Here is the perfect recipe for a 5-gallon batch of beer.
- Sanitized jar or Erlenmeyer flask
- Sanitized Foil
- (Optional) Sanitized foam stopper
- ½ cup of dry malt extract
- ½ teaspoon of yeast nutrient
- 1 quart of water
- 100 grams of dry malt extract (DME)
- 2.2 grams of yeast nutrient
- 1 liter of water
- Mix dry malt extract, nutrient, and water.
- Boil for 15 minutes to sterilize.
- Pour into a sanitized flask or jar covered by a loose lid or sanitized foil.
- Allow cooling to ~70 °F (21 °C).
- Shake well and add yeast culture.
- Shake intermittently or put it on a stir plate for 24-48 hours
Pro Tip: If you have a large Erlenmeyer flask, you can mix and boil the starter in the flask so you don’t have to transfer it after boiling.
A starter is not required for most dry yeast strains. Dry yeast is usually sold with much higher cell counts than liquid yeast. Instead, you should rehydrate the yeast by adding it to warm sterilized water before pitching it into your beer.
The best practice is to decant your starter before pitching it into your beer wort. If you pitch the whole starter, it becomes one of your ingredients. Oxygen stales beer so it’s a pretty poor ingredient to be adding.
For me, both time and personal preference have played a part in whether I decant or not. If I have time to cold crash the yeast and warm them back up, I decant. If I’m in a time crunch I pitch the whole starter.

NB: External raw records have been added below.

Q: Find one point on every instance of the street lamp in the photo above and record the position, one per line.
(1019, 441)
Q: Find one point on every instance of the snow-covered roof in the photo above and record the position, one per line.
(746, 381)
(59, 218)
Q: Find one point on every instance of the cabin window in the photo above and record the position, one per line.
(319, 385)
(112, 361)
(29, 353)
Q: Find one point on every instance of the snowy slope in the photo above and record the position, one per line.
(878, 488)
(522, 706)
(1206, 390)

You should not use an airlock with a yeast starter. You want to give your yeast starter as much access to oxygen as possible. We recommend covering the yeast starter loosely with sanitized tin foil to keep out dust and other floating contaminants.

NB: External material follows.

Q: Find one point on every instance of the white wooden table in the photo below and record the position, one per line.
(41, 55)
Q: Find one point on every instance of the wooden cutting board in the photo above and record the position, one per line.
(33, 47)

You do still have to worry about flying and crawling bugs though. If you have bug issues, try using a foam stopper. Either boil water in the flask while the stopper is in it to sanitize it or soaking it in StarSan should do the trick.
Making a 1-liter yeast starter is the same as any other starter. Scale the recipe from this page to make enough wort.
I hope you liked this guide and got the information you were looking for. Now go out there and make some damn good homebrew.